It's been slightly more than six months since I released the first version of the Riak Handbook. It's been an amazing and incredible ride so far, and it's about time I wrote about how things went from the perspective of publishing, marketing and selling this book all on my own. For this I draw inspiration from Jarrod Drysdale's post on his book Bootstrapping Design and Jesse Storimer's post on the sales of his book Working With Unix Processes. Both books are awesome, by the way, and well worth checking out.

Introduction

Originally I wanted to write a book on NoSQL. I called it "NoSQL Handbook", and I wanted it to cover the better-known NoSQL databases, including Riak, Redis, Cassandra, CouchDB and MongoDB. That was in early 2011. I wrote a chapter on MongoDB, but it didn't feel right to me, so I tried a different approach on the Riak chapter, much more focused on being practical and introducing the user-facing concepts in a streamlined way, building up as the book progresses.

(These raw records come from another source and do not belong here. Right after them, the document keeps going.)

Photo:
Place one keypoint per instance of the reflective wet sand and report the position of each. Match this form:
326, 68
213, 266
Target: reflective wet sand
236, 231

That approach felt much more natural to me, so eventually I started on the Redis chapter and thought I nailed it. I continued working on the Riak chapter afterwards in a similar style. Focusing on practical and interesting usage made it much more approachable to me, so I figured I might just do the same for others. That's not exactly how you build a product, though, I was lucky that so many customers agreed with this approach to writing the book.

The Riak chapter grew and grew, eventually it clocked in at 120 pages and kept growing. My list of things to write about was long, it still is. So I turned to Amy Hoy's 30x500 class, which I was part of last winter, and brought up the idea of first creating a product focused on a single database and to follow up with the bigger book later on.

I started to like the idea, and was encouraged by Amy to try this route. Six months later, going down that route was a success, though there was no guarantee at all it would end up being one.

Let's look at the numbers.

Numbers, Spikes, Cause and Effect

It's weird talking about this, because it involves sales numbers, money and being very open about the selling part of the book. It feels weird because not a lot of people selling products do it. It feels weird because book authors are usually not very open about the royalties they get. I have the most respect for anyone writing a book, make no mistake. But I do want to encourage people to go down the self-publishing route, to build products, to write books, sell and market them.

Since the book went on sale on December 15th 2011, it has sold 746 copies to this very day, grossing in at a total of $22,007.67. 8.9% of that go to my fulfillment provider, leaving a profit of $20,048.99. The total splits into 7 site licenses and the 739 single licenses.

It's hard to express how grateful I am. The number of sales have exceeded my wildest expectations. I thought if I got to $2,000 I would strike off the book as a success. I was insanely happy when I reached 2k, every step afterwards I could hardly believe, eventually reaching an unbelievable milestone of $10,000.

But on the other hand, maybe the sales numbers aren't entirely a coincidence. Here's a graph representing sales in the last six months.

Sales

There's a huge and a smaller spike at the beginning and several smaller spikes along the way. Even though I can't put my finger on all of the smaller spikes (something which I must work on for sure), there are some that can be explained in terms of marketing. Let's put some context on each and see what happened.

Sales

The first spike is the first day of publishing the book. I ended up selling 89 copies on the first day, 52 on the second. The book got posted on HackerNews, and so did an article on building activity feeds with Riak that I published the same day.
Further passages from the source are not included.